Language Becomes a Real Issue
Filed in archive Law on July 19, 2007
Hats off to Richard Brubaker: I was looking at his blog today, All Roads Lead to China, and noticed his piece on the new requirement that you actually be able to speak Chinese in order to head a company in China.
We've discussed language in China before in relationship to outsourcing. But that discussion had to do with the ability of Chinese workers to speak English (or perhaps French, or German, or Japanese). New regulation, put into effect at the end of 2006, require that senior executive in China pass a financial knowledge test - administered in Chinese. The story became news because the Goldman Sachs joint venture in China was slated to be taken over by a new CEO who can't pass the test.

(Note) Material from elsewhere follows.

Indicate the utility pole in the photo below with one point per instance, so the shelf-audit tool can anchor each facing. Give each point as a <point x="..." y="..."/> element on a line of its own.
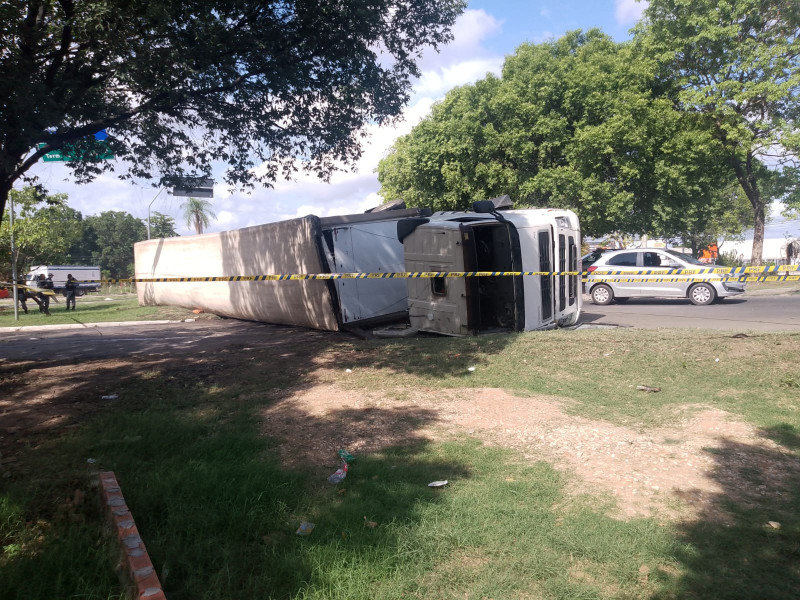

The real irony is that the candidate Goldman Sachs had in mind is Chinese - ethnically, at least. Richard Ong, the Goldman Sachs candidate, is a Malaysian citizen who (I'm guessing) probably grew up speaking a southern dialect like Cantonese or Hokkien at home. Education in Malaysia emphasizes the Malay and English languages, though some instruction in written Mandarin is available. Ong had been in Beijing for six months. Most of the sources (including the Financial Times, who broke the story a few days ago) act like Ong couldn't pass the test because either his spoken Mandarin or his skills in reading Chinese were insufficient. I suppose it is possible that his financial knowledge was insufficient, but reading Chinese and speaking conversational Mandarin are not necessarily interlocking skills...
The post at All Road's Lead... is insightful analysis of the situation.